Under the terms of a Condominium Declaration and By-Laws, a unit owner was not excused from paying his monthly common charges, even though his residential unit had been destroyed by fire through no fault of his own. Hall v. Windbrooke Home Condominium Ass’n, 60 Misc. 3d 140(A), 2018 N.Y. Misc. LEXIS 3444 (App. Term 9th & 10th Dists. Aug. 9, 2018).

The unit owner sued the Condominium in Small Claims Court seeking to recover $4,949 in common charges that he had paid to the Condominium. He asserted that he was entitled to an abatement of the common charges for the period following the fire during which the unit could not be used, until it was reconstructed.  The Condominium argued that the By-Laws did not permit an abatement of common charges.

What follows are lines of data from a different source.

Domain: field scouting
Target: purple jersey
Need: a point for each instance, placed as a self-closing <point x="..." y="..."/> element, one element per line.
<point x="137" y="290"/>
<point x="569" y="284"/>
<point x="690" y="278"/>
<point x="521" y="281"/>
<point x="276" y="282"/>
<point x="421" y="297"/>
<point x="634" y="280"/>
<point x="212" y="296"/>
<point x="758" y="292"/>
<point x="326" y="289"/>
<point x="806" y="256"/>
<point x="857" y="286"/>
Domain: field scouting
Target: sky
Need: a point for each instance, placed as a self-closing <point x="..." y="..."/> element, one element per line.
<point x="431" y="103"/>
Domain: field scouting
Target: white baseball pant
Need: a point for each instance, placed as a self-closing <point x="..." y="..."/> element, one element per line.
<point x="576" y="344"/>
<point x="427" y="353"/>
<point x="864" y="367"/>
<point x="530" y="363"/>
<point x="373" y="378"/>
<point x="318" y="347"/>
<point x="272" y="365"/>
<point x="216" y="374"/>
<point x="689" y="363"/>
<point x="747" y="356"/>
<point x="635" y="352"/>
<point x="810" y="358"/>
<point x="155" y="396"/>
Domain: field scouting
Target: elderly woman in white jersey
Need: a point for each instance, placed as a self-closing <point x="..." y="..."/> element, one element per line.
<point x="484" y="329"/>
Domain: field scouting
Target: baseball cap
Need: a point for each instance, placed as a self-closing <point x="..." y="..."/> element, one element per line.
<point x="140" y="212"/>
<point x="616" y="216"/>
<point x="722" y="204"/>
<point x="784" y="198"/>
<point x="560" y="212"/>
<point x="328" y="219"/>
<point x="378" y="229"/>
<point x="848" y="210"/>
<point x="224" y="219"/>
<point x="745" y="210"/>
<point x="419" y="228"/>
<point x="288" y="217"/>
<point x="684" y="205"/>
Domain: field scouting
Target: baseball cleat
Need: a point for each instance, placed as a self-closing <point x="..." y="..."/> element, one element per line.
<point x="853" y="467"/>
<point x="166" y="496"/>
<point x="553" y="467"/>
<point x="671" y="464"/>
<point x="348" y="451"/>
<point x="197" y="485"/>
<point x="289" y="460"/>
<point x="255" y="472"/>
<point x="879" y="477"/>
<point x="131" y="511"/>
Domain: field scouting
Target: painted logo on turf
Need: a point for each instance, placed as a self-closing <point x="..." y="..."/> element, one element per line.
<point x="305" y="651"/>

The Small Claims Court awarded the unit owner $3,862, but an appellate court reversed this decision and granted judgment in favor of the Condominium, awarding the unit owner nothing.  The appellate court reasoned that “[t]he bylaws required plaintiff, as a unit owner, to pay common charges assessed against him when due for the common elements, such as the land under the homes, all utilities located outside the homes, courtyards, and park areas.  The condominium’s bylaws do not allow for a proportionate abatement of common charges to the owners of condominium units which have been rendered wholly unusable as a result of damage resulting from all-encompassing destruction such as a fire.”  In addition, the Board’s decision to seek a variance in connection with reconstructing the unit, which allegedly caused a delay in its reconstruction, was protected by the Business Judgment Rule.